Yogi Berra, a three-time MVP who was the backbone of a record 10 world-champion Yankees teams in the 1940, 50s and 60s and who became one of the most beloved figures in franchise history despite a lengthy estrangement from the team, died Tuesday night, according to the Yogi Berra Museum. He was 90.
Berra, whose wife of 65 years, Carmen, died in March 2014, had been in failing health for some time. His death was announced by the Yogi Berra Museum and Learning Center in Little Falls, N.J., to which Berra had devoted himself in the final years of his life.
Berra died of natural causes Tuesday at his home in New Jersey, according to Dave Kaplan, the director of the Yogi Berra Museum.
“While we mourn the loss of our father, grandfather and great-grandfather, we know he is at peace with Mom,” Berra’s family said in a statement released by the museum. “We celebrate his remarkable life, and are thankful he meant so much to so many. He will truly be missed.”

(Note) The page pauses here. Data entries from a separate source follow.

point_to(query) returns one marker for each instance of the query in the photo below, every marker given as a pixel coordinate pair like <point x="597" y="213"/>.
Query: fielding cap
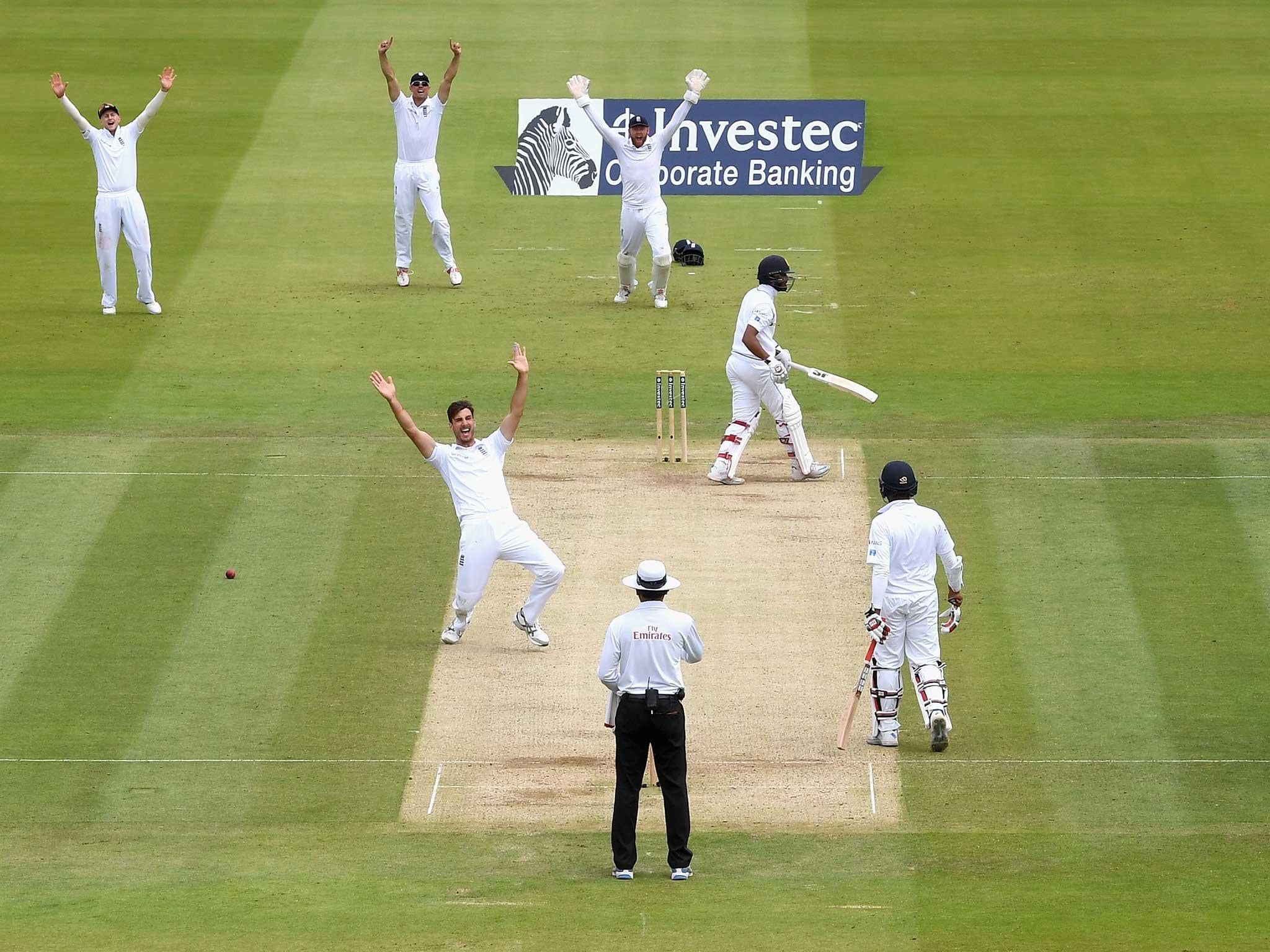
<point x="897" y="480"/>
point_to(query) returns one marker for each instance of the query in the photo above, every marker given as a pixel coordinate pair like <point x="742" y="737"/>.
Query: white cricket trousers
<point x="753" y="389"/>
<point x="422" y="179"/>
<point x="915" y="630"/>
<point x="126" y="211"/>
<point x="483" y="540"/>
<point x="648" y="223"/>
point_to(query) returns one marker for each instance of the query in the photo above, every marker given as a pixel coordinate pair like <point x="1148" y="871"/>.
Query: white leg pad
<point x="626" y="271"/>
<point x="790" y="433"/>
<point x="734" y="439"/>
<point x="933" y="691"/>
<point x="887" y="690"/>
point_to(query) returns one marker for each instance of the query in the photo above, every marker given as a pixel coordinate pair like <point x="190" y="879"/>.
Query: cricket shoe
<point x="939" y="733"/>
<point x="883" y="739"/>
<point x="818" y="470"/>
<point x="536" y="632"/>
<point x="454" y="631"/>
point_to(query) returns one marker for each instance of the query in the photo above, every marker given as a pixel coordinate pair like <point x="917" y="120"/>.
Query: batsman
<point x="904" y="615"/>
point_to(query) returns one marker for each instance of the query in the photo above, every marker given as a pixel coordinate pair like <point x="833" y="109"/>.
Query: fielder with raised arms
<point x="418" y="122"/>
<point x="118" y="203"/>
<point x="757" y="369"/>
<point x="904" y="614"/>
<point x="643" y="209"/>
<point x="488" y="527"/>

Berra, a catcher who was named the A.L.’s most valuable player in 1951, 54 and 55, led the Yankees to five consecutive world championships (1949-53) and also led a team that included Mickey Mantle and, for three of those seasons, Joe DiMaggio, in RBIs for seven consecutive seasons (1949-55). Berra was an 18-time All-Star, a member of a record 14 A.L. pennant winners and a 1972 inductee into the Baseball Hall of Fame. That was the same year his uniform No. 8 was retired by the Yankees.